Results for National Eye Institute Visual 25-Item Visual Function Questionnaire (NEI VFQ-25)

	Control	PD	Effect size	p
n	33	62		–
Composite NEI VFQ-25 score	96.2 (4.7)	88.4 (14.1)	0.62	0.022
General Health	61.4 (19.9)	37 (20.4)	0.96	< 0.001
Quality of vision
General Vision	81.8 (12.6)	76.4 (14.8)	0.27	–
Ocular Pain	93.2 (12.1)	84.8 (18.4)	0.42	0.024
Near Activities	96.5 (9.8)	88.1 (19.6)	0.46	0.027
Distance Activities	99.2 (3.2)	92.6 (13.2)	0.63	0.002
Peripheral Vision	99.2 (4.4)	93 (13.8)	0.51	0.012
Color Vision	98.5 (6.1)	93 (17.2)	0.38	–
Vision-related quality of life
Social Functioning	100 (0)	95.5 (11.4)	1.65	0.015
Mental Health	96.2 (7.2)	90.8 (16.8)	0.35	–
Role Difficulties	97.4 (6.8)	86.9 (25.5)	0.69	–
Dependency	99.5 (2.9)	93.6 (17)	0.58	0.036
Driving	95.7 (8.8)	92.4 (11.9)	0.19	–

Data is expressed as mean (standard deviation). Effect size was calculated with Cohen’s d. PD, Parkinson’s disease.

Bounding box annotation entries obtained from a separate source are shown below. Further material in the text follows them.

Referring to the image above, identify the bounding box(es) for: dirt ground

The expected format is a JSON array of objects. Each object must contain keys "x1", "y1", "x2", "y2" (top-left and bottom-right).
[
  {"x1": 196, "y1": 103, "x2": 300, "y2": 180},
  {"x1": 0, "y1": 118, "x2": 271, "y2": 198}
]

Visual function impairment

Compared to controls, PD patients showed significantly lower scores on high- and low-contrast VA (p = 0.031 and p < 0.001, respectively) and decreased CS both under photopic and mesopic conditions (p = 0.002 and p < 0,001, respectively), while color vision (Total Error Score from Roth-28 test) was not significantly different between groups (Table 3). We also found that PD patients performed significantly worse than controls in most tests measuring visual cognition. The differences between PD patients and controls were especially prominent for low-contrast VA (effect size 0.77), Symbol Digit Modality Test (processing speed, effect size 0.66) and Trail Making Test part- B (executive functions, effect size –1.83) (Table 3). In addition, relative to the other PD patients, PDs with visual hallucinations had no significant differences in most tests of visual function and visual cognition, except for having worse performance in mesopic contrast sensitivity (1.59 vs. 1.69 logCS, p < 0.05) and in Cube analysis test from VOSP (7 vs. 9, p < 0.05) and Clock Drawing Test (6.1 vs. 8.2, p < 0.05), which respectively assess visuospatial perception and visuoconstructive functions.

Table 3

Results for visual function testing

	Control	PD	Effect size	p
n	33	62		–
Primary visual function
High-contrast VA (no. of correct letters)	61.9 (4.1)	59.1 (6)	0.24	0.031
Low-contrast VA (no. of correct letters)	38.2 (6.3)	27 (12.8)	0.77	< 0.001
Photopic CS (logCS)	2.05 (0.14)	1.94 (0.14)	0.05	0.002
Mesopic CS (logCS)	1.78 (0.1)	1.67 (0.15)	0.06	< 0.001
Roth-28 (Total Error Score)	51.4 (64)	90.6 (131.6)	–0.85	–
Visual cognition
VOSP, Object Detection	16.4 (2.2)	16.1 (2.3)	0.04	–
VOSP, Progressive Silhouettes	12.7 (2.4)	13 (2.6)	0.03	–
VOSP, Number Location	9.1 (1.7)	8.4 (2)	0.09	–
VOSP, Cube Analysis	9.7 (0.7)	8.6 (2.2)	0.23	0.011
VOSP, Dot Counting	10 (0.3)	9.8 (0.6)	0.06	–
VOSP, Silhouettes	21.9 (3.9)	20.9 (5.1)	0.09	–
VOSP, Incomplete Letters	19.4 (1.7)	18.6 (4.3)	0.11	0.017
WAIS IV, Picture Completion	11.8 (3.8)	9.1 (4.6)	0.24	0.003
Benton Line Orientation Judgment	24.4 (3.9)	20.6 (6.3)	0.33	0.007
WMS-III, Faces part 1	36 (5.1)	33.6 (5.2)	0.19	0.015
WMS-III, Faces part 2	35.6 (4)	34.2 (4.8)	0.12	–
Clock Drawing Test	9.2 (1.3)	7.8 (2.3)	0.21	0.002
Salthouse Perceptual Comparison Test	27.4 (9.5)	22.8 (9.7)	0.26	0.029
Brief Visual Memory Test-Revised	24.3 (6.5)	17.4 (8.8)	0.47	< 0.001
WAIS III, Digit Repetition	14.4 (4.1)	13.1 (3.3)	0.11	–
Symbol Digit Modality Test	48.1 (11.4)	35.3 (15.2)	0.66	< 0.001
Trail Making Test, part-A (s)	42 (18.6)	54 (23.2)	–0.49	0.014
Trail Making Test, part-B (s)	83.4 (29.4)	141.3 (85.5)	–1.83	< 0.001

Data is expressed as mean (standard deviation). Effect size was calculated with Cohen’s d. VA, visual acuity; CS: contrast sensitivity; VOSP, Visual Object and Space Perception battery; WAIS, Wechsler Adult Intelligence Scale; WMS, Wechsler Memory Scale.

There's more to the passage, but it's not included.